Given this model: ` / Principles of Optimal Design: Modeling and Principles. Papalambros and Wilde, p61-66, 3rd edition, Cambridge. / constants L1 = 0.405; // Length of gear/drive screw interface segment (in) C_m = 1; //material cost ($/in3) sigma_all = 20000; //maximum allowable bending stress (psi) tau_all = 22000; //maximum allowable shear stress (psi) f = 0.35; // friction coefficient for steel on plastic variables d1 in [0.1,0.625]; // diameter of the gear/drive screw interface (in) d2 in [0.1,0.625]; // diameter of the thread (in) d3 in [0.1,0.625]; // diameter of the bearing surface segment (in) L2 in [7.023,7.523]; // length of the thread (in) L3 in [1.1525,1.6525]; // length of the bearing surface segment (in) N_m in [8,100]; // number of teeth of the motor gear N_s in [1,52]; // number of teeth of the screw N_T in [1,24]; // numbre of threads per inch
minimize C_m(pi/4)(0.405d1^2 + d2^2L2 + d3^2*L3);
constraints 38.88 + 96L2 + 96L3 - pisigma_alld2^3 <= 0; 6(N_s/N_m) - pitau_all*d1^3 <= 0; 8.345 - L2 - L3 <= 0; -9.595 + L2 + L3 <= 0;
5(N_m/N_s) - 0.0583N_T <= 0; 1.5d2(pifd2+0.5N_T^-1)/(0.5pid2-fN_T^-1) - 0.125*(N_s/N_m) <= 0;
d3<=d2; d1<=d2;
integer(N_m); integer(N_T); integer(N_s); end `
Using ibexopt 2.8.6, I obtain the following result: ` optimization successful!
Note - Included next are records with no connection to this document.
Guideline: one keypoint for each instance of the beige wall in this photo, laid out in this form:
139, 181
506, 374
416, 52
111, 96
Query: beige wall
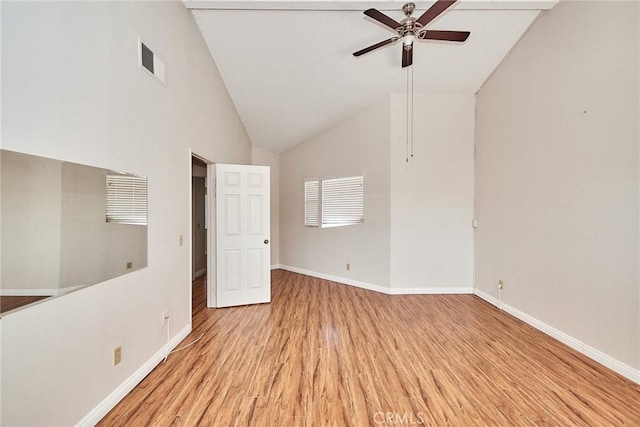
557, 177
31, 223
358, 145
72, 90
262, 157
432, 194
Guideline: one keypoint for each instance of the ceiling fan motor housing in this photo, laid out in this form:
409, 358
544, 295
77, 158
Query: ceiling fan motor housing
411, 28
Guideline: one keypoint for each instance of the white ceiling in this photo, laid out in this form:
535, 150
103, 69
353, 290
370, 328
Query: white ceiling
289, 68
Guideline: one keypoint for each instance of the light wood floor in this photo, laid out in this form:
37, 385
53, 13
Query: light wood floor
328, 354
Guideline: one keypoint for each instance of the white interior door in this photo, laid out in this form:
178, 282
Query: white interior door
243, 257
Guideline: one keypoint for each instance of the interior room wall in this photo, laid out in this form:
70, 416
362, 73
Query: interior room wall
358, 145
72, 90
432, 193
262, 157
104, 248
558, 178
31, 225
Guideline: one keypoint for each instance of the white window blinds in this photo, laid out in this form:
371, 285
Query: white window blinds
126, 199
311, 203
342, 201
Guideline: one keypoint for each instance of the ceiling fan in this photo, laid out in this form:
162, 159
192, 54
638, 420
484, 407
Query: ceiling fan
411, 29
f* in [0.323942927233,0.32426687016] (best bound)
x* = (0.100000000001 ; 0.237337563216 ; 0.100000000001 ; 7.02300000001 ; 1.32200000101 ; 13.999999991 ; 50.999999995 ; 23.999999991) (best feasible point)
relative precision on f: 0.001 [passed] absolute precision on f: 0.000323942927233 cpu time used: 0.0323100000001s number of cells: 46 `
The 3 last variables are constrained by an integer constraint but it seems useless for the loup finder. I suppose that this information is not easily accessible in the loup finder and it only consider real variables.